1人のときも誰かと一緒のときも、スムーズに通れたことは数少ない。
どうして欲しいのか、いまだによくわからない。
やはり、経験と場数を踏むしかないようだ。

 頂上に着いた。すばらしいお天気でとっても気持ちがよい。
おもわず、深呼吸を何度もしてしまう。
ベンチがあった。
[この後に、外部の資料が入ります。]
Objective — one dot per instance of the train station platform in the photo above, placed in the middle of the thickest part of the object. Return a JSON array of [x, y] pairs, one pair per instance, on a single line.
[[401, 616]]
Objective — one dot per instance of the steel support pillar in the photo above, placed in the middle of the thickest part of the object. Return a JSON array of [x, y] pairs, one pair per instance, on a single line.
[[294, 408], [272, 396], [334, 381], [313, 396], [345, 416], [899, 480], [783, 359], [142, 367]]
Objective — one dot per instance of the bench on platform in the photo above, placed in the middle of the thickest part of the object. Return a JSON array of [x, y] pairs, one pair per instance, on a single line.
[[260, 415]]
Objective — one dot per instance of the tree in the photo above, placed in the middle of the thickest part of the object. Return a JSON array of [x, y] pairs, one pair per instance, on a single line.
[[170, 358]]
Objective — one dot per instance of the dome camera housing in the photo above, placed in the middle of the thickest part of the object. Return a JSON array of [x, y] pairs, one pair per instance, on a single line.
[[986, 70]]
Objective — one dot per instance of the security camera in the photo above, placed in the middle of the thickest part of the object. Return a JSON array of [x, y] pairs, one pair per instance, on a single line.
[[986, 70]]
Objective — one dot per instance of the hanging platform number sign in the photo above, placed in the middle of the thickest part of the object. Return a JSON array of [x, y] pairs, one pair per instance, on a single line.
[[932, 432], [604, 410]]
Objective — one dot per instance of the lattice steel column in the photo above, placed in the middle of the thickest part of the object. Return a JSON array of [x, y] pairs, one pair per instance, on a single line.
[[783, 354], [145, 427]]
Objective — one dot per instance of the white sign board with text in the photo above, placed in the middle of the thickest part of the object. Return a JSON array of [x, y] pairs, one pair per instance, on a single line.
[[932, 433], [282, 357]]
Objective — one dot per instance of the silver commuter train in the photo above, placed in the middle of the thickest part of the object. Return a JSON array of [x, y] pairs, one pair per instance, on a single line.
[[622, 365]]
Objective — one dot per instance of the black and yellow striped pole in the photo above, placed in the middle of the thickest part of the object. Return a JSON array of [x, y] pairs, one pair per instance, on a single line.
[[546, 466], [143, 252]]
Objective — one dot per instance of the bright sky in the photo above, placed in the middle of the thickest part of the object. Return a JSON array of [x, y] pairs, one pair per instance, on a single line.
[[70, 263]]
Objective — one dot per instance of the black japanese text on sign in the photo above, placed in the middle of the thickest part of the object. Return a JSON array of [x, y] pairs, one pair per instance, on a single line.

そこでお昼ご飯。
青空の下でのお昼なんて、すごく久しぶり。
おにぎり・スケロク弁当・みかん。
あと、さっき山形駅で買っただだちゃ豆を使ったじんだん饅頭を食べる。
このお饅頭、甘さ控えめで皮が薄くて、だだちゃ豆の餡子がたっぷり入っていて、美味しかった。
豆の匂いもしていた。
値段も6個で510円ぐらいとお手軽だし、おすすめ。




 写真の説明:地蔵山山頂の鐘のところに私が立っています。






 それから、またロープウェーで蔵王まで戻る。
帰りのフニテルは、スムーズではないけれど、なんとか乗ることができた。
降りるときはうまくいくのだけどなあ。

 蔵王のロープウェー乗場から歩いて5分ほどで、今日泊まる「ホテル蔵王」に到着。
とある会員優待で秋の行楽シーズンにも関わらず10,000円で泊まることができた。
部屋もかなり広い。

 お風呂は硫黄の匂いとお湯がぬるぬるして、久々温泉らしい温泉に入った気がした。
大浴場は2箇所、露天風呂のほうは、実際入ったら、半露天といった感じで、大きな窓が空いているみたい。
数人用の洗い場もあって、特殊加工の畳敷き。
滑らないし、少し軟らかい足触りだった。

 夕食は芋煮・お刺身・釜飯・米沢牛のしゃぶしゃぶ・味噌がかかった大きな揚げ茄子などなど。
芋煮はサトイモや牛肉などが入った、醤油味の煮物だった。
うどんを入れたらもっと美味しいかも?





 写真の説明:お皿にしゃぶしゃぶ用の米沢牛の生肉が乗っています。





 次の日は、いつものように朝食後、帰るだけ。
食事はバイキング。
駅でお土産を買って、11:01の新幹線で東京に戻るのだった。

 今度の旅行では、久々「日本の秋」を満喫した。
お湯も柔らかな肌触りでとってもよかったし、芯まで温まった。
お手ごろ価格で食事も美味しかった。
気疲れしない旅行、1日半だけどゆったりできて満足している。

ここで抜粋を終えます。